God. Can it really be that simple? With him? I take a deep breath. “Okay, fine. I don’t want you to go.” I keep talking before he can even open his mouth to respond. “But can you please not be an unbearably smug asshole about it? I’ve had a really shitty morning already. I don’t need that on top of everything else.”
To his credit, Zeth doesn’t even bat an eyelid. “I’m giving up on trying to work you out,” he announces. The statement really knocks the wind out of my sails. I’d been expecting something scathing or imperious, not an admission of defeat. And he’s been trying to work me out? I’d have thought it was entirely the other way around.
“Too complex for you, am I?” I try to keep my eyes steady, but the way he’s looking at me, straight into me, has me breaking out in a nervous sweat. Zeth lifts one shoulder, still leveling me with those deep brown eyes. Eyes made for trapping a person indefinitely within their violence, but also in their brutal truth.
“Pretty much,” he says. “I keep thinking I have you all figured out, think I can anticipate what’s coming next with you, but then you prove me wrong. And I’m hardly ever wrong about people.”
“Does that annoy you?”
“You’re afraid of me getting bored of you.” He just says it. Like he reaches inside my mind and plucks out the most irrational, yet most real fear that’s bouncing around in there. And then he just says it, like him laying it out there in the stark light of day doesn’t make me incredibly vulnerable.
“No! No, I don’t—”
“Lies aren’t a part of this conversation, Sloane. They’ll never be a part of any conversation we have again. Do you understand?”
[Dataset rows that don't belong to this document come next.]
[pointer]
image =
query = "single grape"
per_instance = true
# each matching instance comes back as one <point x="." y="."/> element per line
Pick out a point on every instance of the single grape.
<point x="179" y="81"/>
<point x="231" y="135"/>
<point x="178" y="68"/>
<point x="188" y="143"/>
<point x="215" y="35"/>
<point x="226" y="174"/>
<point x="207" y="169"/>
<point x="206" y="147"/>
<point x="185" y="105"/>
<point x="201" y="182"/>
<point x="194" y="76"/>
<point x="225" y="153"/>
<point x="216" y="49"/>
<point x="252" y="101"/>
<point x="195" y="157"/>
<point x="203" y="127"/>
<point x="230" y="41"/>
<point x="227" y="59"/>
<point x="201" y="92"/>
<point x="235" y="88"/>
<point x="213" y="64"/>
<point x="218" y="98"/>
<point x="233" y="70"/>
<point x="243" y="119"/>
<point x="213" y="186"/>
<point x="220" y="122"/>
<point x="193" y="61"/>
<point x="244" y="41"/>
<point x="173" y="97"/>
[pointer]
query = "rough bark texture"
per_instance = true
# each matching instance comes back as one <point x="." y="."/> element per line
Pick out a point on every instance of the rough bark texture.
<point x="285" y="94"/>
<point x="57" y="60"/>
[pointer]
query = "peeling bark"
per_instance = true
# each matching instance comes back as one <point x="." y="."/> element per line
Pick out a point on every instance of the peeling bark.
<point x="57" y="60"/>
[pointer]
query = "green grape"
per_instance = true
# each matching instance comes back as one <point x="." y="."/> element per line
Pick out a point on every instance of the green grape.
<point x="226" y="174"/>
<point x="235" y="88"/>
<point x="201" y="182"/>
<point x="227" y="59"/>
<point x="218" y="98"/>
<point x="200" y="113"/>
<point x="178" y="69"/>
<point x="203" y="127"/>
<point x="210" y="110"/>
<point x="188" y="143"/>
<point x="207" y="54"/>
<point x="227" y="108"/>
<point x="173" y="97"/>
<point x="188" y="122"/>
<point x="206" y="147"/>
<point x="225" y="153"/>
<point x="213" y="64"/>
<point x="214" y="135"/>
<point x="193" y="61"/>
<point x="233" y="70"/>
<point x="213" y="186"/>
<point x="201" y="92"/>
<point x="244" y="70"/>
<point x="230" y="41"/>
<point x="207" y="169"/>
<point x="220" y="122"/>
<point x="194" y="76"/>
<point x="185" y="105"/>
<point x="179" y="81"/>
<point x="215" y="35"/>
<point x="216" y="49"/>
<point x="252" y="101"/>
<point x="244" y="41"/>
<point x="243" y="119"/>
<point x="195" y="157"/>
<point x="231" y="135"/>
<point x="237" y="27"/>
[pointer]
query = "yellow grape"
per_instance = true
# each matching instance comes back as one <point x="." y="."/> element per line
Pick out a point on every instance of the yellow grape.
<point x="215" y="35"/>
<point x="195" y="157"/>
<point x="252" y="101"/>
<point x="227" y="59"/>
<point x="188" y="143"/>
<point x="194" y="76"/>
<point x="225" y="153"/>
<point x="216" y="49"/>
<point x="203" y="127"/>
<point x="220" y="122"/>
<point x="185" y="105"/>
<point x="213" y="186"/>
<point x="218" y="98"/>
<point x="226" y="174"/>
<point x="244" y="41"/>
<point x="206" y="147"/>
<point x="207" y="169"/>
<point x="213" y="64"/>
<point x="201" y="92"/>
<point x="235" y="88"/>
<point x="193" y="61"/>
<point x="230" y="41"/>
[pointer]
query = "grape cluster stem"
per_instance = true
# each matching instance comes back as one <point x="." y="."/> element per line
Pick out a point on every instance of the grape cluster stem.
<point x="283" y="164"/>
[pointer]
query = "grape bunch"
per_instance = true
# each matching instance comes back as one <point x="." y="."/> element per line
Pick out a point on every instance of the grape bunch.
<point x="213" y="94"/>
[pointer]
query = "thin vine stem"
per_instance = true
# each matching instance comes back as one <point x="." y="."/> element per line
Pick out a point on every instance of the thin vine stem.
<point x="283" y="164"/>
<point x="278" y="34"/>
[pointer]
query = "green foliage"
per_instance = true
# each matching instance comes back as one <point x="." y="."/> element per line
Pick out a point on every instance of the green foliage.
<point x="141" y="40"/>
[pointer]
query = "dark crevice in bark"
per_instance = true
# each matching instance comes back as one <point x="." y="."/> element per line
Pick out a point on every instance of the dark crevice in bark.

He doesn’t ask me if I understand in a way that might make me fear for my life. He asks me plainly. He asks me as though it’s a genuine question, and he needs me to agree to it. Any pretence there might have been between us dissolves like smoke.
“Okay. Fine. So this is it, huh? This is the part where we lay our cards on the table?”
Zeth shrugs. “Only if you understand. Only if you can stop fucking pretending for five minutes and be honest with me.”
I let that sink in. This isn’t a challenge like so many of our interactions have been. Nearly all of them, in fact. No, this…this is something entirely different. This is either the beginning or the end. Of what, I’m not completely sure. I guess I’m about to find out. “Okay. I promise. I promise I’ll never lie to you again.”